The album "Have a Nice Day" entered The Billboard 200 albums chart at No. 2 with first-week sales of 201, 881 units, besting the band's previous first-week peak of 159,000 units for 2002's "Bounce."

An edited transcript of the teleconference interview with Sambora and Bryan follows.

Question: Richie, [in your latest band bio], you talked about wanting "Have a Nice Day" to have this big-sounding, rock 'n' roll feel again. And, in saying that, implied that this sort of sound might not have been open to the band at other points. Were there points where you didn't feel you could make this kind of an album, and what kept you from doing that?

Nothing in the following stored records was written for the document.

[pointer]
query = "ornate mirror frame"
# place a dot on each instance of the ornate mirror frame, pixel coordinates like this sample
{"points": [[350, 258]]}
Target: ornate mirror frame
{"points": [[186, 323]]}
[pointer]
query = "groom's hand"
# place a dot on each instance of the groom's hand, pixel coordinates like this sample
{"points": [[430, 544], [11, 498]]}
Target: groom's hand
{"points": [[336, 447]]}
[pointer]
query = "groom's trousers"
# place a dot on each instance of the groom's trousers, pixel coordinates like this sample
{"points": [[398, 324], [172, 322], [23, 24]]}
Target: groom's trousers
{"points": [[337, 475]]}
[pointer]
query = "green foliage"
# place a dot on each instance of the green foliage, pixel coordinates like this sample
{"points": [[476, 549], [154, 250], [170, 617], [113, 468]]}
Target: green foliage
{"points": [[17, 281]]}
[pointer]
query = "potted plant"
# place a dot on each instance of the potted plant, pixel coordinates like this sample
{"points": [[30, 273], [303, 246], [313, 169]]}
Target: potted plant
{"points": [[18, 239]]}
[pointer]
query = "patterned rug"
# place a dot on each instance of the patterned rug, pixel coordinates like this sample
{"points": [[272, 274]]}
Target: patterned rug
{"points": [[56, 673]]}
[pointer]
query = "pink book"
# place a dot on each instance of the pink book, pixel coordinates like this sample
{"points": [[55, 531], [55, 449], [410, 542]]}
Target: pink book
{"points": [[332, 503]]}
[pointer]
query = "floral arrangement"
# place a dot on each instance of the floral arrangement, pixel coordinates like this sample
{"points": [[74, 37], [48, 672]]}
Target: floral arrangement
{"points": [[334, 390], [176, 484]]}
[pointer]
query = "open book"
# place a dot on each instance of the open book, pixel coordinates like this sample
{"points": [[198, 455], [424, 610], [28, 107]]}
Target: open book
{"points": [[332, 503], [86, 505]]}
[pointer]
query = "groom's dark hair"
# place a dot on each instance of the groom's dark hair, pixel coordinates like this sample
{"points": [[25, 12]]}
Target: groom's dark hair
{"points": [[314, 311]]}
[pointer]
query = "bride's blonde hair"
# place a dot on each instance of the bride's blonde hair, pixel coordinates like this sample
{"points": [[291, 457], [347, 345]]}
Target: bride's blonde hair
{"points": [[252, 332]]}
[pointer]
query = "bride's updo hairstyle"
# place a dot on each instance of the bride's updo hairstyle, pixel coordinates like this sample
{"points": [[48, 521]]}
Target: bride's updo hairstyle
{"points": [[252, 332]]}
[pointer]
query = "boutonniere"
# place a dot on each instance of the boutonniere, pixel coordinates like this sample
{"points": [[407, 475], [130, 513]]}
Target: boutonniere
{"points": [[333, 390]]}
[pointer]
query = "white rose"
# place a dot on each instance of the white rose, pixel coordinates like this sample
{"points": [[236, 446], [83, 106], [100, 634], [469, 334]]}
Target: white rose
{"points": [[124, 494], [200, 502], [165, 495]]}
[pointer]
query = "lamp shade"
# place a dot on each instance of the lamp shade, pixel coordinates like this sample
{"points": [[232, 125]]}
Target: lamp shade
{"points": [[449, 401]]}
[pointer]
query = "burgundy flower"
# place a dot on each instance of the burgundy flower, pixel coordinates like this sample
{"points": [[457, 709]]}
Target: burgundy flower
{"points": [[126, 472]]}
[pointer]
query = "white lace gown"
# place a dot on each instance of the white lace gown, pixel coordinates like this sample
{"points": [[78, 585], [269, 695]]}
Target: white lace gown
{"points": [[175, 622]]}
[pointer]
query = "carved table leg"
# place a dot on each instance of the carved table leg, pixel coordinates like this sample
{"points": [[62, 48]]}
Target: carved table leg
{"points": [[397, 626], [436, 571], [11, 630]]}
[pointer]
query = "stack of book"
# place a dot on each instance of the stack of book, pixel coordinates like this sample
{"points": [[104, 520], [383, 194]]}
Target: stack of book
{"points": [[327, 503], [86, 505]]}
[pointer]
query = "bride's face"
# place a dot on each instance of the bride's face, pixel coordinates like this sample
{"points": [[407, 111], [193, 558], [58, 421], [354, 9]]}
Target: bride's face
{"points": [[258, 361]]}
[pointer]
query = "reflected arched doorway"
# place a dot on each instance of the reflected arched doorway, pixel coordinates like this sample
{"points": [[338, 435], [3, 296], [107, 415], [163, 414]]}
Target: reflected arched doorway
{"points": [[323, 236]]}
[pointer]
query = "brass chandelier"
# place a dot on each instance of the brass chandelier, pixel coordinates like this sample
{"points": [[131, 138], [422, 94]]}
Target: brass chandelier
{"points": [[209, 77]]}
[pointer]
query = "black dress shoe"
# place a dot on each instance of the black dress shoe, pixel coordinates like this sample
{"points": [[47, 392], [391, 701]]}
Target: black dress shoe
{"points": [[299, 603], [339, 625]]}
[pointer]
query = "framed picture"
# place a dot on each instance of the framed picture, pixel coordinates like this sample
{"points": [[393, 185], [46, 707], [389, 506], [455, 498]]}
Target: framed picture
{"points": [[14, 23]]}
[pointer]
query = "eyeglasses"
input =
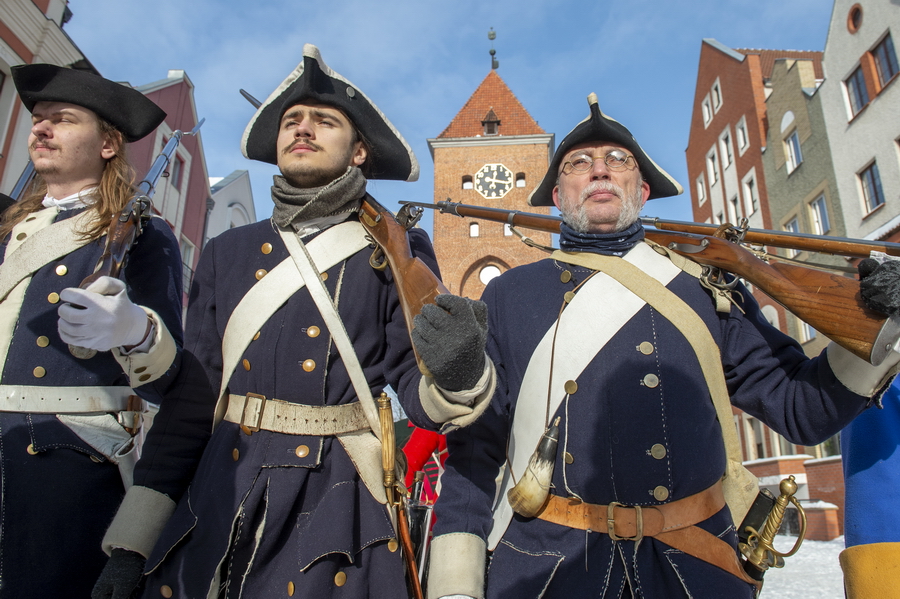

Richie Sambora: No. You know, I think there's two points to that particular question. Number one, from a songwriting standpoint, you have to write that kind of song to actually house those kind of big sounds. You know what I mean? So, that was the first thing. And the [songs] just kind of came out of us in that particular way. And number two, I think it's contemporary again. The songwriting value itself of songs like "Have a Nice Day" and "I Want to Be Loved" and "I Am" gave it that opportunity where you were able to house that kind of big sound.

Q: [To Sambora]: I read in the bio about when [you were introduced] to Jon and the guys, and you were pretty bold about wanting to be the guitarist. What exactly did you tell them, and why did you want in the band so bad so early on?

R.S.: You know what? That moment was a defining moment, obviously, in the band's history. I've never done anything like that before in my life. The bass player in the band was my bass player, and I was loaning him to Jon and the guys at that point in time, to do a showcase. And he said, "You should come down here, because this is pretty good, and this kid's a star," and blah blah blah. And I went to see the band at a club one evening when I got back from doing some business out here in California, [where I had] my own independent label at that point in time, and I also owned the bar that the band was playing in at one point. And I just went, "Wow. This is something real special." I mean, I thought that Jon was a big star, and the band was great. And I thought I could fill the void that was going to make something happen. It was like divine intervention or something. But it all worked out for the best. And we started right from that point.

Q: My question is to both of you. Does it ever occur to you, like, say, when you're pumping gas or grocery shopping, that you're Bon Jovi, and you've got millions of fans worldwide that are just crazy about you?

David Bryan: Yeah. I wonder why they can't pump my gas. Why aren't they grocery shopping for me?

R.S.: You know, the great part about this band--and I think one of the reasons that people still come to see us--is because of the camaraderie of what we have together, you know? And I think that we're a band of brothers; we're out there, we're still doing it. I think that we were damned if we did and damned if we didn't at one point, you know? Certainly, we survived all this--you know, s---, this hair-band criticism stuff--by just going out there and working hard and making good music and staying together. And I think that, hey, look, people want to see people stay together. They want to be entertained by people that are staying together, and people that actually have camaraderie, and that really--I mean, we still like each other. It's pretty unbelievable after 22 years, but ...

Q: You guys have been doing this for so long, obviously everyone has their own favorite songs. Is there one song that you guys still get excited about performing live?

R.S.: Yeah. Anything that's not our song. Only kidding. Obviously, we're just thrilled about this new record, number one. And, so, any time that you get to play the new songs off the new record, you get really excited about it. And then everybody asks that question a lot, and you sit there and you go, "Well, how does it feel to play 'Living on a Prayer' for the 20,000th time?" And you know what? Songs like that don't get tired.